Deal­ing with ‘pro­fes­sional bears’

There are many pes­simists in the in­vest­ment world – those who are con­stantly ex­pect­ing global mar­kets to col­lapse. What can we learn from them?

Finweek English Edition - - MARKETPLACE INVEST DIY - By Si­mon Brown ed­i­to­rial@fin­week.co.za

last week­end I met a pro­fes­sional bear. No, not a bear like you’d find in a zoo, cir­cus or out in the wild – I mean a mar­ket bear; some­body who thinks the mar­ket is just one mo­ment away from a com­plete col­lapse that will re­sult in the end of fi­nan­cial mar­kets. Most specif­i­cally, this is some­one who has been think­ing and talk­ing about this for close on 15 years, hence the “pro­fes­sional” part.

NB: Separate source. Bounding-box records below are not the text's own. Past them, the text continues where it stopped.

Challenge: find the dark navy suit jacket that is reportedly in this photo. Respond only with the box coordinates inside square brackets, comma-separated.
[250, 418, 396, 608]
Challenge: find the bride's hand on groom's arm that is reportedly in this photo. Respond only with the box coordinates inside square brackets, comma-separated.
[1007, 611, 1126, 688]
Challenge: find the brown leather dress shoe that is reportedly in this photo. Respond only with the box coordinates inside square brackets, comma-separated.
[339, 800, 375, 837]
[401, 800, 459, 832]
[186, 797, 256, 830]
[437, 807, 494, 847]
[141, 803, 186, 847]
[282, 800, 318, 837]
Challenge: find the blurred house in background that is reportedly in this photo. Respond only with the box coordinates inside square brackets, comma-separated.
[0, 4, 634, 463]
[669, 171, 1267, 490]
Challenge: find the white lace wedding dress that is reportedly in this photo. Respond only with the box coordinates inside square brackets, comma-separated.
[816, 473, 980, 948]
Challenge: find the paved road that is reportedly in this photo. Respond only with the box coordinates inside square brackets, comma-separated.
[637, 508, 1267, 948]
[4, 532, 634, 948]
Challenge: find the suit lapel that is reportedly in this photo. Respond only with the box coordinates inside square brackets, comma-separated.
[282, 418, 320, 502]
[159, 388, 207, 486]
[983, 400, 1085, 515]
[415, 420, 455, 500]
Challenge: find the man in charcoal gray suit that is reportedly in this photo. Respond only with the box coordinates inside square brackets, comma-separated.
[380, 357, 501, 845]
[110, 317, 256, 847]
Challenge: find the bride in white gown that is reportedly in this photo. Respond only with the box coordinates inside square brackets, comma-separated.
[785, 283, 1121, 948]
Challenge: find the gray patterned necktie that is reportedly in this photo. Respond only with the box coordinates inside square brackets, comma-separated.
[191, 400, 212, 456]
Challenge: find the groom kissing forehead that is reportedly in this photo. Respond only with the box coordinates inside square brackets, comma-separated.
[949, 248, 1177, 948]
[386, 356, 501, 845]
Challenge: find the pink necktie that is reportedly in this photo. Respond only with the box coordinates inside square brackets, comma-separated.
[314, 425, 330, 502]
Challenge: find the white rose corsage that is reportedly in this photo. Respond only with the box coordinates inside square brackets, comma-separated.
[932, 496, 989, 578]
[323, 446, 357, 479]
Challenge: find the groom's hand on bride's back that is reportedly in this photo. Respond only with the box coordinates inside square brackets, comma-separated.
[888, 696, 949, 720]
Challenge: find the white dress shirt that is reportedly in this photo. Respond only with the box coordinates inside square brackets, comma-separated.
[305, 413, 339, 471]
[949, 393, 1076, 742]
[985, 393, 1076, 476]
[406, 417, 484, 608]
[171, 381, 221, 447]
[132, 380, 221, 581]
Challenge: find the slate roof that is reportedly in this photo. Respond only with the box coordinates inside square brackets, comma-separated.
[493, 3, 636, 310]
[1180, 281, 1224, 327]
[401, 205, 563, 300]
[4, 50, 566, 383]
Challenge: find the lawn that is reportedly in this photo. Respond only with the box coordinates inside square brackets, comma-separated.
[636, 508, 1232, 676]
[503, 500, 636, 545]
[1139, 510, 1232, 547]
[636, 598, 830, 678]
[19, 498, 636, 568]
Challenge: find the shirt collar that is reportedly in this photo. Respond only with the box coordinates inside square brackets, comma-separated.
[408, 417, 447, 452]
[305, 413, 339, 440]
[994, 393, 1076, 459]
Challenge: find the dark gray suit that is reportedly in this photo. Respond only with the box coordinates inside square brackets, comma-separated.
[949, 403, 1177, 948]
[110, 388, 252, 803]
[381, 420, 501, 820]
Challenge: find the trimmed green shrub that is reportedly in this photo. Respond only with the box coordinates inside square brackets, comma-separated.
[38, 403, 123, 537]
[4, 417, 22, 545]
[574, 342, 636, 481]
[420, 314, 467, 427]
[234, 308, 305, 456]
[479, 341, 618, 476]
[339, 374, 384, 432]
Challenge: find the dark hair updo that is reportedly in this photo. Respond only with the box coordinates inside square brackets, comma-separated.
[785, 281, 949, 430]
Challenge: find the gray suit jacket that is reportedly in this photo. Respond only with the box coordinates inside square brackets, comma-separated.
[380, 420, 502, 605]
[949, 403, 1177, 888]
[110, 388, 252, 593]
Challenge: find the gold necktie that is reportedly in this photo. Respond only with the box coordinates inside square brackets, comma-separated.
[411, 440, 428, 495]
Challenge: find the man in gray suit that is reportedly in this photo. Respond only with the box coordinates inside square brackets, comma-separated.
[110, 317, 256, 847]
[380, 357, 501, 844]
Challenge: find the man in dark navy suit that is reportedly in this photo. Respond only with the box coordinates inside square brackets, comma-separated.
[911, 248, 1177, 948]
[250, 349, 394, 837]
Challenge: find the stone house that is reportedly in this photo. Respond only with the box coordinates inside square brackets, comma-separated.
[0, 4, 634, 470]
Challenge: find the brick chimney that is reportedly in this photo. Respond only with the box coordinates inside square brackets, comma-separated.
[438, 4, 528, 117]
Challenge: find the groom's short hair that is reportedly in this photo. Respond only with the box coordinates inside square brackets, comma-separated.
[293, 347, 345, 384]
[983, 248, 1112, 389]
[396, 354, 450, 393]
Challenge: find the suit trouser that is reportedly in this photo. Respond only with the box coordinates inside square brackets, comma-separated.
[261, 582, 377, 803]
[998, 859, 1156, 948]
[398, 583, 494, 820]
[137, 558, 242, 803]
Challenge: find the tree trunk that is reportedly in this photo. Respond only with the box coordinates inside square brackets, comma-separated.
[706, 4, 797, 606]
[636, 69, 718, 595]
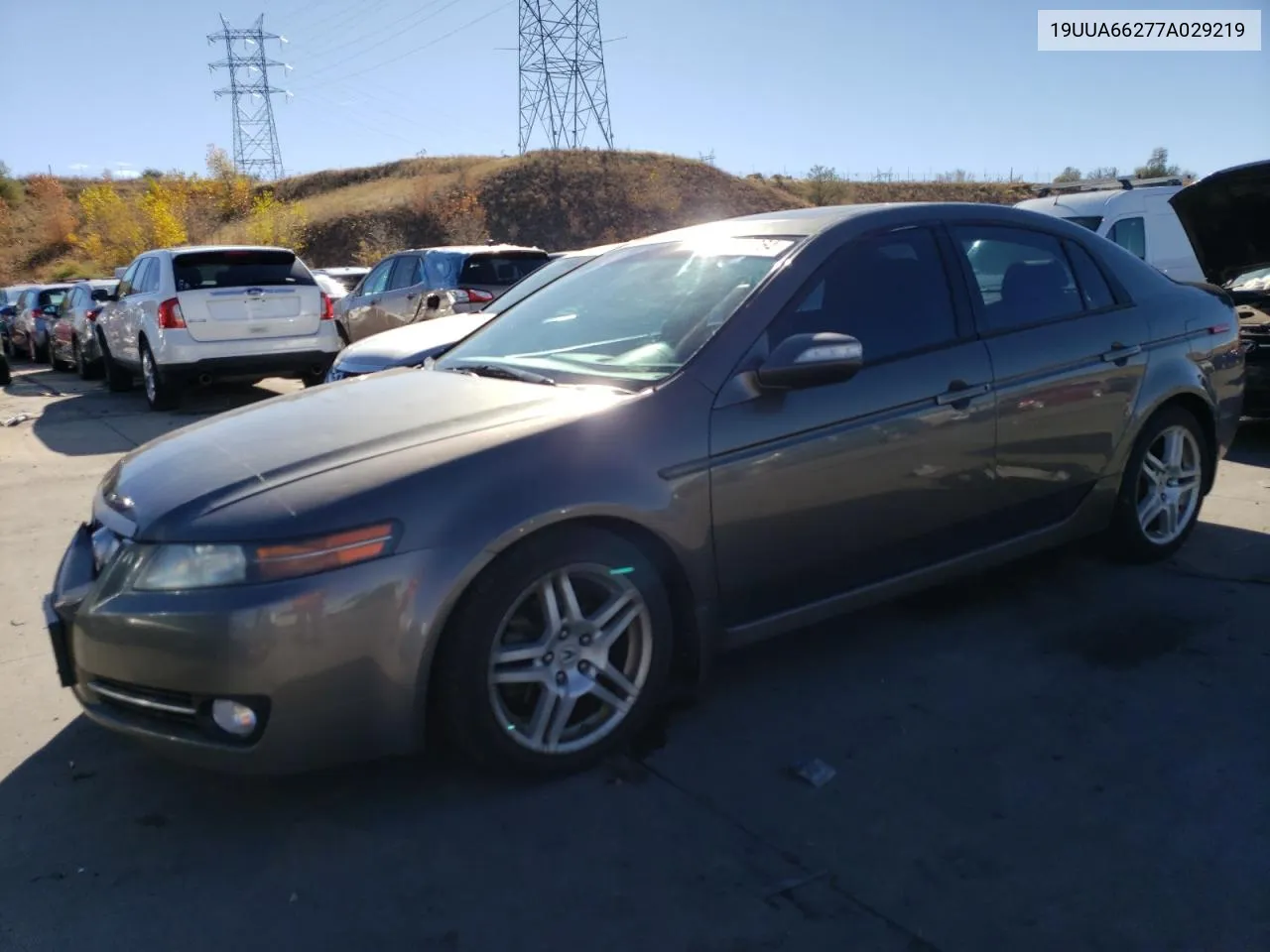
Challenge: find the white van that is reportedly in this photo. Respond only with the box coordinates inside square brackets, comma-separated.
[1015, 178, 1206, 281]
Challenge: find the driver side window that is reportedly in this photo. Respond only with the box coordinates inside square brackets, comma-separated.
[767, 228, 957, 364]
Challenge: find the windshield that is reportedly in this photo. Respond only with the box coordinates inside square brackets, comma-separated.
[437, 237, 795, 386]
[485, 255, 595, 313]
[1230, 268, 1270, 291]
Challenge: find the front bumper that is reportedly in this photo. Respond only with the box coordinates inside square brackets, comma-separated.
[45, 526, 436, 774]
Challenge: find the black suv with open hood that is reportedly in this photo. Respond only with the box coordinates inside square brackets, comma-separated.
[1170, 160, 1270, 416]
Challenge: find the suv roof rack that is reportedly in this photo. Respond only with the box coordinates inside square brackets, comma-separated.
[1031, 176, 1187, 198]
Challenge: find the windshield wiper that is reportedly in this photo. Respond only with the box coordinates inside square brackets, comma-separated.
[445, 363, 557, 387]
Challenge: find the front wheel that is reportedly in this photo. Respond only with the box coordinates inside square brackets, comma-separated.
[141, 343, 181, 410]
[432, 527, 673, 774]
[1108, 407, 1212, 562]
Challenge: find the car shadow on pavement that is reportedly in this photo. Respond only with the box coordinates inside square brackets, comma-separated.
[1225, 420, 1270, 467]
[0, 523, 1270, 952]
[5, 369, 292, 456]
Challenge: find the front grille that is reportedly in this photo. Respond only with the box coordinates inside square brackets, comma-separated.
[87, 678, 198, 726]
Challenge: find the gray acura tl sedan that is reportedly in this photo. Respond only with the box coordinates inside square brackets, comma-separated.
[46, 204, 1243, 774]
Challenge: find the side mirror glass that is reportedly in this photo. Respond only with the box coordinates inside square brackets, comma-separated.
[756, 332, 863, 390]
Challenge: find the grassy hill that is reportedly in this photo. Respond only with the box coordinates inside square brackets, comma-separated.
[0, 151, 1026, 282]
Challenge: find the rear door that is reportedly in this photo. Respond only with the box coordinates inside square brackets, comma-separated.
[172, 249, 321, 341]
[952, 223, 1149, 535]
[380, 255, 423, 330]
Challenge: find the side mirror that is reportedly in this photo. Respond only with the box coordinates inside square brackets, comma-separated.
[756, 332, 863, 390]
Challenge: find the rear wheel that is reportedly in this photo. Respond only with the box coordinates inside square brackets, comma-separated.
[432, 527, 673, 774]
[141, 340, 181, 410]
[1108, 407, 1211, 562]
[96, 334, 132, 394]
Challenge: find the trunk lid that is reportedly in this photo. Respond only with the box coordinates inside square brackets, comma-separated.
[173, 249, 322, 341]
[1169, 162, 1270, 285]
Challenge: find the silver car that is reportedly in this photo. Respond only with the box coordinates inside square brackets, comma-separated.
[49, 278, 119, 380]
[335, 245, 549, 344]
[326, 245, 621, 384]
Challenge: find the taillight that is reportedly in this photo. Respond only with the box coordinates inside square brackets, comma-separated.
[159, 298, 186, 330]
[462, 289, 494, 304]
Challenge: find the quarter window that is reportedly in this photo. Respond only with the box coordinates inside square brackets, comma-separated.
[1063, 241, 1115, 311]
[768, 228, 956, 363]
[1107, 218, 1147, 262]
[389, 255, 423, 291]
[952, 226, 1084, 331]
[362, 258, 396, 295]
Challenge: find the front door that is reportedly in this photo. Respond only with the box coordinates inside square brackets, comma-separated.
[380, 255, 423, 330]
[952, 225, 1148, 534]
[344, 257, 396, 341]
[710, 222, 997, 627]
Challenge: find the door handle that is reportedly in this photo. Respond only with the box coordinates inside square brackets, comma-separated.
[1102, 344, 1142, 366]
[935, 380, 992, 407]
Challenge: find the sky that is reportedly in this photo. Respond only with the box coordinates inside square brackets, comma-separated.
[0, 0, 1270, 180]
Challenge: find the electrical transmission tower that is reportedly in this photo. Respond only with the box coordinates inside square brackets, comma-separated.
[207, 14, 290, 178]
[520, 0, 613, 154]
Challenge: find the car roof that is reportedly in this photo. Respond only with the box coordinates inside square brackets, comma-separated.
[626, 202, 1102, 246]
[389, 245, 546, 257]
[156, 245, 295, 255]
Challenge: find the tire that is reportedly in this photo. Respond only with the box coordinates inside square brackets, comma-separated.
[141, 340, 181, 410]
[96, 334, 132, 394]
[1107, 407, 1212, 565]
[432, 527, 673, 776]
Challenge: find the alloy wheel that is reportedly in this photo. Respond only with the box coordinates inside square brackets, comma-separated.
[488, 565, 653, 754]
[1137, 425, 1204, 545]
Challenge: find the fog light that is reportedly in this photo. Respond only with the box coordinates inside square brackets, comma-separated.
[212, 698, 255, 738]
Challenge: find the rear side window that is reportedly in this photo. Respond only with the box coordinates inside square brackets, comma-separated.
[1063, 241, 1115, 311]
[458, 253, 548, 289]
[1107, 218, 1147, 262]
[1067, 214, 1102, 231]
[952, 226, 1084, 331]
[768, 228, 956, 363]
[172, 250, 317, 291]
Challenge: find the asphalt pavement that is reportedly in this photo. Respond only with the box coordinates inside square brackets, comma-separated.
[0, 364, 1270, 952]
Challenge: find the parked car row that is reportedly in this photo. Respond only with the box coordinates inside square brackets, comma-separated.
[35, 181, 1254, 774]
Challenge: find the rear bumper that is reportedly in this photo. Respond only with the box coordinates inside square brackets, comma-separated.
[162, 350, 335, 384]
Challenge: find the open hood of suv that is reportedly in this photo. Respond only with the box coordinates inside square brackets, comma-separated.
[1169, 160, 1270, 285]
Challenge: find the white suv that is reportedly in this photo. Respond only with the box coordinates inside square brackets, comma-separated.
[96, 246, 340, 410]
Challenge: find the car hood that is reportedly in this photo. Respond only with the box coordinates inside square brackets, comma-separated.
[1169, 162, 1270, 285]
[94, 369, 622, 542]
[335, 311, 494, 372]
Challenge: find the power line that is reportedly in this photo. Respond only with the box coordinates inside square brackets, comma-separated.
[292, 0, 462, 75]
[288, 0, 516, 89]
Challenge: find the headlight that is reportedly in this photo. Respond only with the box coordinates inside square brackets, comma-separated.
[132, 545, 248, 591]
[132, 523, 395, 591]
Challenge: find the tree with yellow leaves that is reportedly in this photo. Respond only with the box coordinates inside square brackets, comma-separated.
[75, 182, 146, 266]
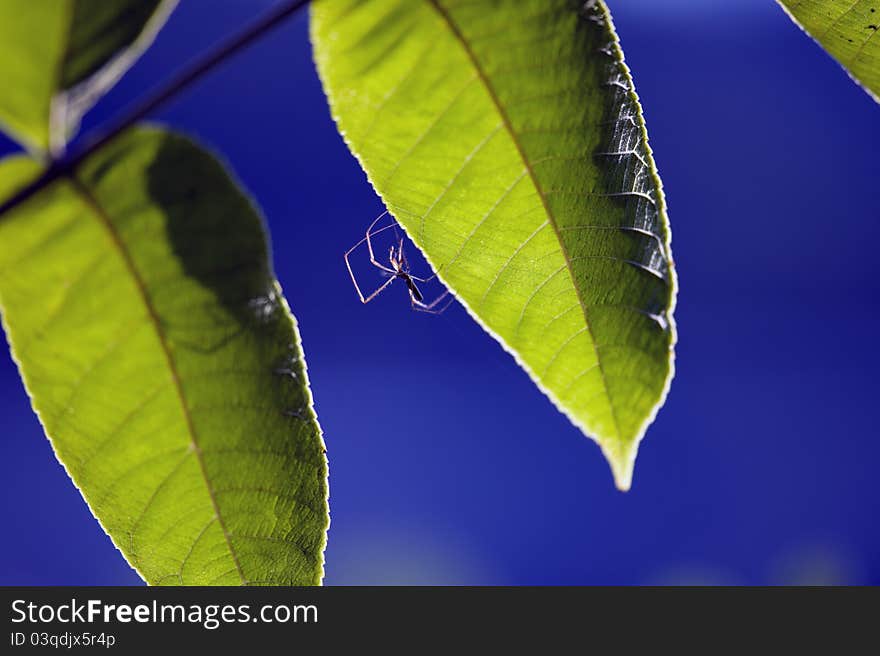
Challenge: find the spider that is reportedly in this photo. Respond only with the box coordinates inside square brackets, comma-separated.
[344, 210, 454, 314]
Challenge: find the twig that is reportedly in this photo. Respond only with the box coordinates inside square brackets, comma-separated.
[0, 0, 309, 218]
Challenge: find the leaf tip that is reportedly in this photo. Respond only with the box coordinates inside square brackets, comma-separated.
[602, 443, 638, 492]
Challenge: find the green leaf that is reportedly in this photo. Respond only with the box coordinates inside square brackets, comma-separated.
[0, 0, 177, 152]
[312, 0, 675, 489]
[778, 0, 880, 102]
[0, 129, 328, 585]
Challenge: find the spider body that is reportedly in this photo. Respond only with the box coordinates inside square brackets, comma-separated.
[345, 212, 452, 314]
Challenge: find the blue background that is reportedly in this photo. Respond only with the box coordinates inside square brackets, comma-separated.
[0, 0, 880, 584]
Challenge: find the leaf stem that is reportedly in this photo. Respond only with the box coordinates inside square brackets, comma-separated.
[0, 0, 309, 220]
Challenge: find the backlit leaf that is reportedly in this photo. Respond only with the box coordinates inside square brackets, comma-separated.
[0, 129, 328, 585]
[779, 0, 880, 102]
[0, 0, 177, 151]
[312, 0, 676, 489]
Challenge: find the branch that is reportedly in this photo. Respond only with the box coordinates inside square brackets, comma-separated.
[0, 0, 309, 218]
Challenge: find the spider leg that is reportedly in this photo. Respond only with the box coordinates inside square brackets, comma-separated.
[358, 278, 395, 304]
[409, 289, 455, 314]
[364, 210, 397, 273]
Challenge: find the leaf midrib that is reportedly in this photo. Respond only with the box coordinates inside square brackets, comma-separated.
[64, 172, 247, 585]
[427, 0, 622, 440]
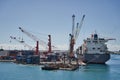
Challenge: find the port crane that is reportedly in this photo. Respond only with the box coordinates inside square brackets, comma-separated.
[10, 36, 34, 50]
[68, 14, 85, 63]
[19, 27, 52, 55]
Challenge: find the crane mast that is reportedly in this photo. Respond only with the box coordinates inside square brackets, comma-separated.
[69, 14, 85, 58]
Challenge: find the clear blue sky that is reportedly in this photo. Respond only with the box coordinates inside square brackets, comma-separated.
[0, 0, 120, 50]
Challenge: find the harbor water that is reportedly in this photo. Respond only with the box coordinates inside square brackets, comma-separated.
[0, 55, 120, 80]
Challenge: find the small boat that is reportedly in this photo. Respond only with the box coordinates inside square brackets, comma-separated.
[42, 65, 59, 70]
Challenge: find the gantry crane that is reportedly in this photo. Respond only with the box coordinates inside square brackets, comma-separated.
[10, 36, 34, 50]
[68, 14, 85, 58]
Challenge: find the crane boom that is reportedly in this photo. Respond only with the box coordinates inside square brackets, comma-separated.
[19, 27, 38, 41]
[10, 36, 34, 50]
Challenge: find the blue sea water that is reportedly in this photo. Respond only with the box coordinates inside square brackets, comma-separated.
[0, 55, 120, 80]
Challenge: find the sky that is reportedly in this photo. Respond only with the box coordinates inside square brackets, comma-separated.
[0, 0, 120, 50]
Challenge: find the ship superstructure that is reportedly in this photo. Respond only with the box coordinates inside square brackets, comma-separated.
[77, 33, 114, 63]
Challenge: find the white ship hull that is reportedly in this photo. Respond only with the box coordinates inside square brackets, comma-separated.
[81, 54, 110, 64]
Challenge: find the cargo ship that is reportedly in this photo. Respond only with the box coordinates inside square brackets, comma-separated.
[77, 33, 115, 64]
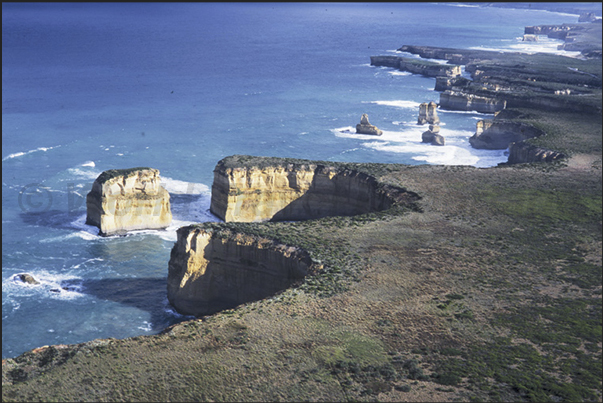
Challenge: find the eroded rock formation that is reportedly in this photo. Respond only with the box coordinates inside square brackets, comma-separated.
[507, 141, 567, 164]
[469, 119, 545, 150]
[417, 101, 440, 125]
[210, 156, 418, 222]
[440, 90, 507, 113]
[356, 113, 383, 136]
[86, 168, 172, 236]
[167, 225, 320, 316]
[15, 273, 40, 285]
[421, 125, 446, 146]
[371, 56, 461, 77]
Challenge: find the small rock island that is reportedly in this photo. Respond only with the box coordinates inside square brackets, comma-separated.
[356, 113, 383, 136]
[86, 168, 172, 236]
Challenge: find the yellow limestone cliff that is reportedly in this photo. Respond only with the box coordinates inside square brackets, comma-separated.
[86, 168, 172, 236]
[210, 156, 416, 222]
[167, 225, 319, 316]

This got me think­ing about a lot of things. First, I call him a pro­fes­sional bear as he has been bear­ish since 2002 and ev­ery­thing he ever writes or says is bear­ish. He has never is­sued a buy rec­om­men­da­tion, ex­cept for gold – but more on that later. He has spent his en­tire life as an in­vestor pre­dict­ing the end of the world, and so far, he has been wrong. Sure, there was the 2008/09 global fi­nan­cial cri­sis when he was right for a while, but only partly right as things got bet­ter in the end. He has spent the past eight years since the end of that cri­sis say­ing that it was just the warm-up and that even worse mar­ket crashes are com­ing.

Now, of course, you may recog­nise that in essence I am a “pro­fes­sional bull” in that I am pretty much con­fi­dent about mar­kets. Sure, they col­lapse ev­ery so of­ten and the crash in 2008/09 was a bad one. But over time mar­kets move higher and we have plenty of ev­i­dence for this state­ment. Tak­ing it a step fur­ther, mar­kets move higher by de­sign. In­fla­tion helps com­pa­nies im­prove prof­its and hence share prices, the loser stocks go bust and/or exit the mar­ket while the new win­ners rise to the top. There is a built-in bias for mar­kets to move higher over time.

But none of this dis­cour­ages our pro­fes­sional bear. He writes books that have a large and ea­ger mar­ket. He goes on TV telling any­body who’ll lis­ten about the dark times ahead. And, of course, he is telling every­body to buy gold. But he is to­tally mis­taken about gold. Dur­ing the 2008/09 cri­sis, the yel­low metal went down as the panic caused every­body to sell ev­ery­thing, even gold. Sure, it did fi­nally move higher and peaked in Au­gust 2011. But as an in­vest­ment, gold has been mod­est at best; hor­rid most of­ten.

My com­ment to him is that if the end of the fi­nan­cial world were to erupt, surely gold would also be use­less. Who wants heavy, hard yel­low stuff to carry around? Value would be in water, seeds and maybe guns and am­mu­ni­tion. Ser­vices would also be use­ful, peo­ple who could fix things, grow things and make things. This could all be bartered for food or shel­ter. No­body would need gold.

The point of me re­lat­ing this meet­ing is that he is but one of many pro­fes­sional bears. There is an en­tire in­dus­try that op­er­ates on such doom-and-gloom pre­dic­tions. Oc­ca­sion­ally they are right, such as in 2008/09. But gen­er­ally, they are not.

Our best re­sponse is to let them buy us a beer or cof­fee, lis­ten to their story and then do noth­ing. The pro­fes­sional bear al­ways sounds scary and is al­ways con­vinc­ing, but they are also al­ways wrong in the long term.

So, do not model your port­fo­lio on the ad­vice of a pro­fes­sional bear. Do not sell ev­ery­thing and move into cash or gold be­cause a pro­fes­sional bear scared you. Re­mem­ber, mar­kets move higher over time and while they do crash ev­ery so of­ten, no­body has a track record of ac­cu­rately pre­dict­ing a crash. Call­ing a crash ev­ery day and then when it even­tu­ally hap­pens claim­ing you were right, does not make you an ex­pert in call­ing crashes. It makes you a pro­fes­sional bear. ■

Do not model your port­fo­lio on the ad­vice of a pro­fes­sional bear. Do not sell ev­ery­thing and move into cash or gold be­cause a pro­fes­sional bear scared you.